Fortunately, despite some superficial similarities, the Biden administration is fundamentally different from its predecessors. President Biden has more foreign policy and national security experience than any American president since the first President Bush 30 years ago. In contrast to the Trump administration, President Biden has appointed capable and experienced officials as secretary of state and national security advisor. These are officials who could sit down without talking points and talk for hours with Chinese counterparts about any issue in the world. Now this was totally missing in the last administration. The Biden administration is moving carefully, to iron out internal differences and adopt sustainable policies that will not simply reflect the whims of a woman. 

Of particular importance for US-China Relations, the administration has reaffirmed that it will adhere to one-China policy and that it does not support independence for Taiwan, and it is also seeking a pattern of regular consultations between Beijing and Washington. The recent consultations between US Deputy Secretary of State Wendy Sherman and State Councilor and Foreign Minister Wang Yi and Vice Foreign Minister Xie Feng were marked by a barrage of charges by each side against the other.
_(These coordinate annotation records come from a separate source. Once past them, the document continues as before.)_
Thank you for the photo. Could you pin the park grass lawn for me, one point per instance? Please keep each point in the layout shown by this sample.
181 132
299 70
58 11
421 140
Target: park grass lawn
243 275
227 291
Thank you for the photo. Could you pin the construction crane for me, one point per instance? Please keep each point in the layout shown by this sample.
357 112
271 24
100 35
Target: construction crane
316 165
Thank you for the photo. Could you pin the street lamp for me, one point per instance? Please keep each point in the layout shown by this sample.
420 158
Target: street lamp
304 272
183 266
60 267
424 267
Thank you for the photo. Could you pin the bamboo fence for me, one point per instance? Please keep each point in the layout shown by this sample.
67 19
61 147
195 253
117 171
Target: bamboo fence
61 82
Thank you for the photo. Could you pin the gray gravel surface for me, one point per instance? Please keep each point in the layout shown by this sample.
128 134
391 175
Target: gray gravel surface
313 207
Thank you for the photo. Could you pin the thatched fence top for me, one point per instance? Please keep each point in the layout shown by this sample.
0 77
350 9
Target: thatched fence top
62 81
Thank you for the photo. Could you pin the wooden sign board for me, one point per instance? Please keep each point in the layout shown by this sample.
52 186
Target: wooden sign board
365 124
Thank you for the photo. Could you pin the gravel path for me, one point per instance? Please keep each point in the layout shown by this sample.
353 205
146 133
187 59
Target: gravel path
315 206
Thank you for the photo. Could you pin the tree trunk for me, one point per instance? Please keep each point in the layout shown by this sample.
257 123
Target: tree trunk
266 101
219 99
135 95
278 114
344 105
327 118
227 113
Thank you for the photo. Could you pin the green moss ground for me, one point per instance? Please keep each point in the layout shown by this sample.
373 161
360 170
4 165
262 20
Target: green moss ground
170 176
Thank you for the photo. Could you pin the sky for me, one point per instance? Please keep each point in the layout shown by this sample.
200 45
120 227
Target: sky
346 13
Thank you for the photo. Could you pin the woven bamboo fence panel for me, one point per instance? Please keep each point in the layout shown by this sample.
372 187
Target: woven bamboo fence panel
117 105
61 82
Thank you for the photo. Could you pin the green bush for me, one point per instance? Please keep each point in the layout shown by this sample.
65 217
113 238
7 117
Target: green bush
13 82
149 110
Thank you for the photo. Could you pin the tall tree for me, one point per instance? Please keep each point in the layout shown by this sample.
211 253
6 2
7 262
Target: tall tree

However, if one reads carefully the public reports regarding the consultations, it is evident that there were constructive elements. According to the Chinese account of the meeting, Deputy Secretary Sherman called the US-China relationship as the most important bilateral relationship in the world, noted many times that the two sides have had contact with each other since President Biden was sworn in, expressed U.S.’ willingness to have open and candid contacts and dialogues with China, declared the U.S.’ hopes that the two countries could coexist peacefully, said that the U.S. has no intention of restricting Chinese development and does not want to contain China and would like to see China develop further, and noted that the two sides can engage in healthy competition, cooperate on climate change, drug control in international and regional hotspots, and strengthen crisis management capacity and avoid conflicts. American accounts of the meeting she had are consistent with the above statements. These are encouraging words that you would not have heard from the previous administration. 

However, the reality is less positive. President Biden needs congressional support for his domestic programs and congressional attitudes toward China are hostile. Changing these attitudes will be difficult but not impossible. A hardline American approach to China does not mesh well with the interests of US allies and friends in East Asia who do not wish to see the region polarized. In other words, the U.S. that tries to work with our friends and allies will discover that they do not support a hardline approach to China, and I think that will have an impact overtime. But as the first step, it would be useful for both China and the U.S. to tone down their rhetoric toward each other. Governments have the responsibility not only to formulate wise foreign policies, but to talk in ways that develop public support for those policies — and we are not doing that. We are talking publicly in ways that undermine the wise policy that we should be pursuing. So as a starter, let’s get our rhetoric under control and I hope that will have some chance to exchange views about other steps that could be taken.